Ángela Merkel, la sabia de la tribu
En medio de la incompetencia y la improvisación que exhibe la mayoría de los gobiernos que batallan contra el COVID-19 sobresale el aplomo de Ángela Merkel.
Desde que la pandemia se propagara como la pólvora, la canciller alemana se ha dirigido a los ciudadanos con franqueza, realismo y armada de datos científicos que maneja con familiaridad y conocimientos por su formación de física.
Desde el principio, su gobierno se ha asegurado de que se hicieran pruebas masivas a la población para poner en marcha el confinamiento y el sistema alemán de salud pública hasta ahora ha tenido la capacidad de atender adecuadamente a los enfermos en los hospitales. Además, las intervenciones de la canciller contrastan con las comparecencias erráticas y narcisistas de Donald Trump en Estados Unidos o la ineptitud del presidente de gobierno español Pedro Sánchez, abrumado por una cantidad de muertes que sitúa a España a la cabeza de decesos junto a Italia por el coronavirus.
Merkel afrontó con discreción una cuarentena necesaria cuando su médico dio positivo, lejos de la teatralidad del primer ministro británico Boris Johnson, que pasó de tomarse a la ligera la pandemia a padecerla en sus propias carnes mientras se recuperaba en cuidados intensivos, atendido por un personal médico extranjero que tal vez aplacó su feroz nacionalismo.se trata de dos políticos que son como la noche y el día. La canciller, a la que le falta poco para abandonar el poder, en 2015 defendía una política de acogida de refugiados que populistas como Johnson y el húngaro Viktor Orban rechazaban de plano.
Por eso no debe extrañar que ahora, cuando los países que están pasando por la curva letal del COVID-19 se plantean la reapertura gradual, Merkel es la voz que se alza frente a un coro que invoca la necesidad de poner en marcha la economía cuanto antes porque, como dijo Trump, “El remedio no puede ser peor que la enfermedad”.

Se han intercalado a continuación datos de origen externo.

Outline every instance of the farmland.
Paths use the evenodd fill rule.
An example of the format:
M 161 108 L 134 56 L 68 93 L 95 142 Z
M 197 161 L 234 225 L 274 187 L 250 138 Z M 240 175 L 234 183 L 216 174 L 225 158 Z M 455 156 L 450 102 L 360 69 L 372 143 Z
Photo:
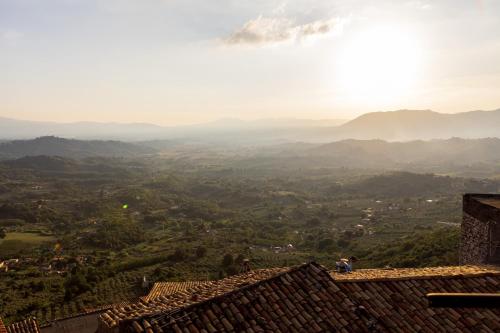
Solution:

Pero lo que este mensaje utilitario deja en el aire es el destino de millones de personas de 70 años o más, cuyas vidas peligran mientras no haya una vacuna. O sea, reabrir para que el dinero fluya y los más jóvenes se reinserten a la vida laboral podría condenar al segmento de la tercera edad a vivir en una cárcel permanente.
Hemos llegado a percibir como un pensamiento razonable —supuestamente el más sensato de todos en estas extrañas circunstancias— el hecho de que las personas mayores, cuyo índice de mortandad en esta crisis es pavoroso, permanezcan aisladas indefinidamente y sin apenas contacto con familiares y conocidos. La idea se vende como algo benéfico para ellas mientras el resto recupera gradualmente la cotidianidad.
Pero entonces Merkel declara en un artículo del diario español El Mundo: “Encerrar a nuestros mayores como estrategia de salida a la normalidad es inaceptable desde el punto de vista ético y moral”, añadiendo que se niega a entrar en un debate que le resulta perverso.
Hete aquí una líder de estatura que trae a colación la ética y la moral cuando los demás hablan como fariseos. Y no es que la canciller alemana viva de espaldas a una realidad ineludible, el reto de recobrar cierta normalidad antes del hundimiento económico global, pero se resiste a dejar en el camino a toda una generación que sobrevivió guerras y penurias y sacó adelante a sus hijos. Para ella es inadmisible ofrecerles como única alternativa el confinamiento.
En su plan de reapertura Merkel, asesorada por un equipo de expertos, incluye a los ancianos tomando todas las precauciones necesarias. Es decir, si algún día próximo en las calles y los parques se puede circular siguiendo las nuevas normas sociales, las personas mayores no estarían excluidas. Un cautiverio indefinido en nombre de salvar a la tercera edad es, de algún modo, su entierro en vida.
Es harto complejo lo que aborda Merkel mientras otros políticos rellenan con demagogia interminables ruedas de prensa. Esta mujer de 65 años, que ya está al borde de pertenecer al grupo más vulnerable y cuya salud ha preocupado en los últimos meses, se detiene a reflexionar sobre las consecuencias de limitar a nuestros mayores a una existencia enjaulada que terminará por apagarlos. No puede ser que nos sintamos menos responsables con un Facetime y la compra semanal que se deja en sus rellanos. Esta forma de “salvarlos” es, también, un modo de hacerlos desaparecer.
A la espera de la tan necesitada vacuna, solo sociedades que apliquen con firmeza las pautas de sanidad para garantizar en la medida de lo posible una vida digna para todos, sin discriminar por edad u otros factores, saldrán airosas de tan difícil prueba: la de la ética y la moral colectivas.
Echaremos mucho de menos a Ángela Merkel cuando se retire con la distinción y la lucidez con las que gobierna.